The species was first described by Crosse in 1865. It belongs to the genus Arene, which comprises small, top-shaped sea snails with distinctive shell features.

==Description==
The shell can grow to be 3mm to 5 mm in length, its diameter 5.5 mm. The shell of Arene fricki is small and trochiform (top-shaped), typical for the genus. The shell generally displays pronounced spiral and axial sculpturing, providing a textured surface. Coloration tends to be pale or muted, sometimes with subtle patterns. The species has a calcareous operculum, a feature consistent with other members of its genus.

(Original description in Latin) The shell is narrowly umbilicate, depressed-turbinate (low top-shaped), and shaped like a Angaria(Röding, 1798) or ram's horn shell. It is rather thick and colored whitish, variegated (mottled) to a greater or lesser degree with black.

The shell has four post-nuclear whorls that increase rapidly in size. The 1½ whorls of the protoconch are smooth and whitish. The sides of the whorls are sub-flat near the suture and more convex below.

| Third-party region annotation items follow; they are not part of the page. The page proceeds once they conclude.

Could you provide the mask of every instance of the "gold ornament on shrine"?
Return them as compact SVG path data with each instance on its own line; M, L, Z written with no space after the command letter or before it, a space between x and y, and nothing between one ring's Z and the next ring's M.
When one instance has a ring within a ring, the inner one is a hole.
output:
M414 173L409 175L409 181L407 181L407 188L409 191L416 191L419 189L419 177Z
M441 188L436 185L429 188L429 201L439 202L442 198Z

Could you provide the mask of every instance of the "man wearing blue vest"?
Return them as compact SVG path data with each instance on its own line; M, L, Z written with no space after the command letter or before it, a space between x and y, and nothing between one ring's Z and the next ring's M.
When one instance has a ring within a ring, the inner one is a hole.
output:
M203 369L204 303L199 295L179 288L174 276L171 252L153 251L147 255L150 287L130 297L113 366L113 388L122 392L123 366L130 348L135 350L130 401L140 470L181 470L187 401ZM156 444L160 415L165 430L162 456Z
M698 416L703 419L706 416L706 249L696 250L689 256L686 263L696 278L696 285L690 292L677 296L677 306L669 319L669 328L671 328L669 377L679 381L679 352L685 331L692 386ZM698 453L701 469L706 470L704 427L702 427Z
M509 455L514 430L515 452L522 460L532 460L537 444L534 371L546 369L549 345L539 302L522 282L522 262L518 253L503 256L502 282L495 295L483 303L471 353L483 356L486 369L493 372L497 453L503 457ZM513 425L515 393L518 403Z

The sculpture consists of very fine spiral striae and two strong ribs that form a keel, girdling the shell. The suture is sub-crenulated (minutely notched). The body whorl is tricostate-carinate (bearing three ribs that form keels). These ribs are often more or less articulated (jointed or patterned) with black and white. The whorl descends slightly toward the aperture.

The base is flatly convex and is sculptured with spiral, granulate striae. The aperture is rounded and white, but not pearly (non-nacreous) internally. The outer lip is strongly thickened.

==Distribution==
Arene fricki can be found from Pacific Mexico to Panama.